Nazli Ilıcak is detained by Turkish security officials in April. Photo: AA
ERBIL, Kurdistan Region – Seventeen Turkish journalists suspected of links to the Gülen movement will go before an Istanbul court on Monday for the first time after months behind bars.
The Istanbul Terror and Organized Crime Investigation Bureau prepared an indictment in April in which a prosecutor accused a woman Nazli Ilicak and two brothers, Ahmet Altan and Mehmet Altan, of “attempting to remove the constitutional order” and “committing a crime on behalf of an armed terrorist group without being a member of it, Turkish Hurriyet Daily News reported.
Turkish President Recep Tayyip Erdogan has accused US-based Hizmet (Service) Movement preacher Fethullah Gülen of orchestrating the failed coup in Turkey on July 16, 2016. The trio are journalists in their sixties and seventies and wrote for Gulenist-linked publications.
The prosecutor sought to charge the people with three aggravated life sentences and up to 15 years in prison. Several other journalists could face up to 22-and-a-half years in prison for “committing a crime on behalf of an armed terrorist group without being a member of it.”
Additionally, Hurriyet wrote the 17 journalists face charges for “attempting to prevent the Turkish parliament from carrying out its duties or completely abolish it” and “attempting to remove the government of the Turkish Republic or prevent it from carrying out its duties”
Reporters Without Borders, an international organization that promotes and defends free press, has reported that 23 journalists, citizen writers and media assistants were killed in Turkey in 2017. It also reported as of Monday there are 368 such workers currently imprisoned awaiting trial.

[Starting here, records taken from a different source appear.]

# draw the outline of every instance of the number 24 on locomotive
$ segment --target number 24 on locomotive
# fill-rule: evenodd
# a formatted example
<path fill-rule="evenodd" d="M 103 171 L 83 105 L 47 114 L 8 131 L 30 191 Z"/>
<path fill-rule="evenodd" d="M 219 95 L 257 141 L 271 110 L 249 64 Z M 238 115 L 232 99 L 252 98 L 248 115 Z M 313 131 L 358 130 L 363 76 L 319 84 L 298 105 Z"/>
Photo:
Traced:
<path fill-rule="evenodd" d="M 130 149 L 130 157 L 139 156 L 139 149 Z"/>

The Turkish government’s repression of media has been described as the “death of journalism” by Amnesty International, which wrote Turkey accounts for one third of all the imprisoned journalists, media workers and executives globally.
"There is not a single journalist who is under custody in Turkey for writing stories. If there is one, I would like to know who he/she is," the Turkish Anadolu Agency reported Foreign Minister Mevlut Cavusoglu as saying in early February on an official visit to Madrid, Spain. "Those who revealed themselves as journalists have either supported terrorism or terrorist organizations.”